Crudele and Cavuto distort how BLS gathers jobs numbers
FactCheck: "Anyone who had been hired, fired and re-hired would still be reported just once." Contrary to Crudele's and Cavuto's suggestions that Census jobs are being counted multiple times and are artificially boosting national employment figures, FactCheck.org wrote  in a response to Crudele's May 25 column that even if Census was repeatedly hiring and firing workers, "it would not have any effect on jobs figures reported by the BLS" and that "Crudele misunderstands -- or at least, did not report accurately -- the way jobs figures are gathered." From FactCheck:
[T]he jobs figures that the Bureau of Labor Statistics reports each month are not based on any count of "new jobs" or new hires. Rather, the BLS gets payroll figures on how many persons are actually being paid at the time of its monthly survey. What reporters and economists commonly refer to as job growth or job losses reflect the net change from month to month, not any tally of those hired or fired (or retired or deceased, for that matter). Anyone who had been hired, fired and re-hired would still be reported just once, no matter how many times they may have been on or off the payroll before the reporting period.

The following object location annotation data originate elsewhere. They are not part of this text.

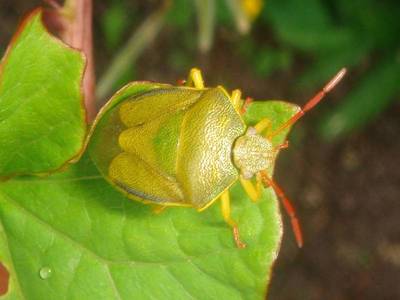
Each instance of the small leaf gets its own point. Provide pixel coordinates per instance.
(42, 120)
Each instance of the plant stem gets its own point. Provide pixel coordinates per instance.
(136, 44)
(78, 33)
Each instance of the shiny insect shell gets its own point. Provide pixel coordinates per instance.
(186, 146)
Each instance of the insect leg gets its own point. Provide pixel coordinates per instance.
(195, 79)
(236, 99)
(262, 125)
(310, 103)
(254, 193)
(158, 209)
(287, 205)
(245, 105)
(282, 146)
(226, 213)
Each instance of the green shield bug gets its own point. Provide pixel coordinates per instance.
(186, 145)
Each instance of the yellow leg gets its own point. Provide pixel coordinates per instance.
(262, 125)
(236, 99)
(226, 213)
(195, 79)
(158, 209)
(253, 192)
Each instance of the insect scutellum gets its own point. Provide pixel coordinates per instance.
(254, 154)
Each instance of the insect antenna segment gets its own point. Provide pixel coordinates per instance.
(287, 205)
(310, 103)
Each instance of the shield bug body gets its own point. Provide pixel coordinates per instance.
(186, 146)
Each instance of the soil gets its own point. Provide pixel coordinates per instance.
(347, 193)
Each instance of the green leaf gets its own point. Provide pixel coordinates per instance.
(42, 119)
(100, 245)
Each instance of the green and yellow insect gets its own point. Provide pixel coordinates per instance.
(187, 145)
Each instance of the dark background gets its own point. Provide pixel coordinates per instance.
(342, 169)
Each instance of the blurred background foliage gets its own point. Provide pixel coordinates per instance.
(341, 168)
(362, 35)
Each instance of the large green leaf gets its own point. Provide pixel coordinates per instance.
(100, 245)
(42, 120)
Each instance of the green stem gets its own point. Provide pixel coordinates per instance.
(136, 44)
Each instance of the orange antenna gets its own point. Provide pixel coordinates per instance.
(287, 204)
(311, 103)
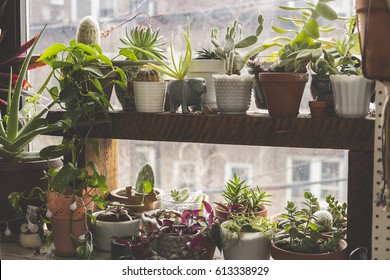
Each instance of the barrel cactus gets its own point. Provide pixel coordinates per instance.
(88, 31)
(147, 75)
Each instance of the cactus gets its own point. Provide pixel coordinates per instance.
(88, 31)
(234, 59)
(147, 75)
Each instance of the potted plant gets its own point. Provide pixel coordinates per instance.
(284, 85)
(205, 64)
(23, 120)
(143, 196)
(182, 91)
(352, 91)
(113, 221)
(183, 199)
(149, 91)
(143, 37)
(308, 233)
(194, 235)
(233, 90)
(73, 190)
(246, 237)
(240, 198)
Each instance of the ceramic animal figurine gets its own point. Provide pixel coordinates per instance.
(187, 93)
(30, 233)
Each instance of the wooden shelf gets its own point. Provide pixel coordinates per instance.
(354, 135)
(244, 129)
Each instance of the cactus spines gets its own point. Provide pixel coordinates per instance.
(88, 31)
(234, 40)
(147, 75)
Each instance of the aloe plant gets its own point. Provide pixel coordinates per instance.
(17, 129)
(177, 69)
(146, 38)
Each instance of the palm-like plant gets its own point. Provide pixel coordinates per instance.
(146, 38)
(19, 126)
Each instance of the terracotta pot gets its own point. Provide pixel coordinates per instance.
(18, 176)
(67, 225)
(223, 215)
(373, 24)
(283, 92)
(280, 254)
(317, 108)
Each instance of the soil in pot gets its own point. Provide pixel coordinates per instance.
(113, 223)
(130, 247)
(321, 90)
(283, 92)
(12, 181)
(281, 254)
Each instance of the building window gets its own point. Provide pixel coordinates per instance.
(199, 166)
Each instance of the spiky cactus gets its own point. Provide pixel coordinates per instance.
(147, 75)
(234, 59)
(145, 179)
(88, 31)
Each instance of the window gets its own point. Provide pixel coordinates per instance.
(285, 173)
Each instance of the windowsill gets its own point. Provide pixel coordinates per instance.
(13, 251)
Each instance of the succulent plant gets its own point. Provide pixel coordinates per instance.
(145, 179)
(145, 38)
(302, 229)
(234, 41)
(206, 54)
(88, 31)
(147, 75)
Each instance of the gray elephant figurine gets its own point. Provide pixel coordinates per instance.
(186, 93)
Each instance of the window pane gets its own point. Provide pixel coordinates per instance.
(286, 173)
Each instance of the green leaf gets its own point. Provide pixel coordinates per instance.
(312, 28)
(326, 11)
(67, 175)
(54, 49)
(129, 54)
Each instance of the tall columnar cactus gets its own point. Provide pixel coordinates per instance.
(88, 31)
(234, 40)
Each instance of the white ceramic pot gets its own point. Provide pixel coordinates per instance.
(352, 95)
(103, 231)
(149, 97)
(194, 201)
(205, 68)
(247, 246)
(233, 93)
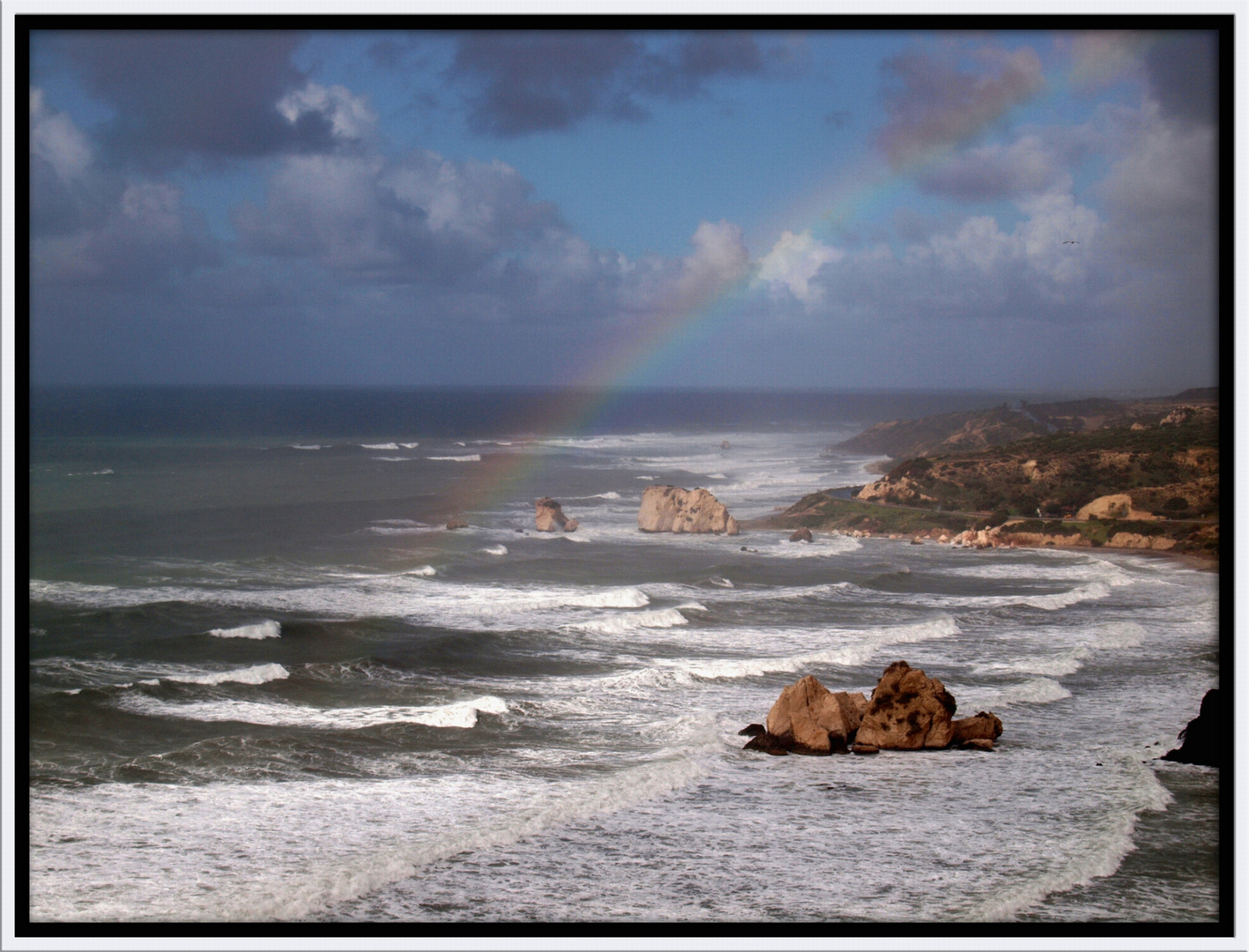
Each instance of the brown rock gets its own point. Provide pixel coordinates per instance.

Groves: Crudele's accusation about Census jobs reporting is "simply inaccurate." In his May 25 letter, Groves called the accusation that Census is artificially boosting employment figures "simply inaccurate," writing that "[i]t is simply not possible for the Census Bureau to engage in the manipulation of data to artificially inflate the employment report of the BLS in the manner alleged by" Crudele. Groves further explained:
The Census Bureau reports to the Department of Labor and on our public Web site the number of people paid for work during a given week. We do not report the number of jobs. The Census Bureau reports the total number of unduplicated temporary 2010 census workers that earned any pay during a specific weekly pay period. Temporary workers earning any pay during the week are counted only once. The Bureau of Labor Statistics (BLS) measures changes in employment levels -- not the actual level itself -- and looks only at the week that includes the 12th day of the month. It is simply not possible for the Census Bureau to engage in the manipulation of data to artificially inflate the employment report of the BLS in the manner alleged by this news column.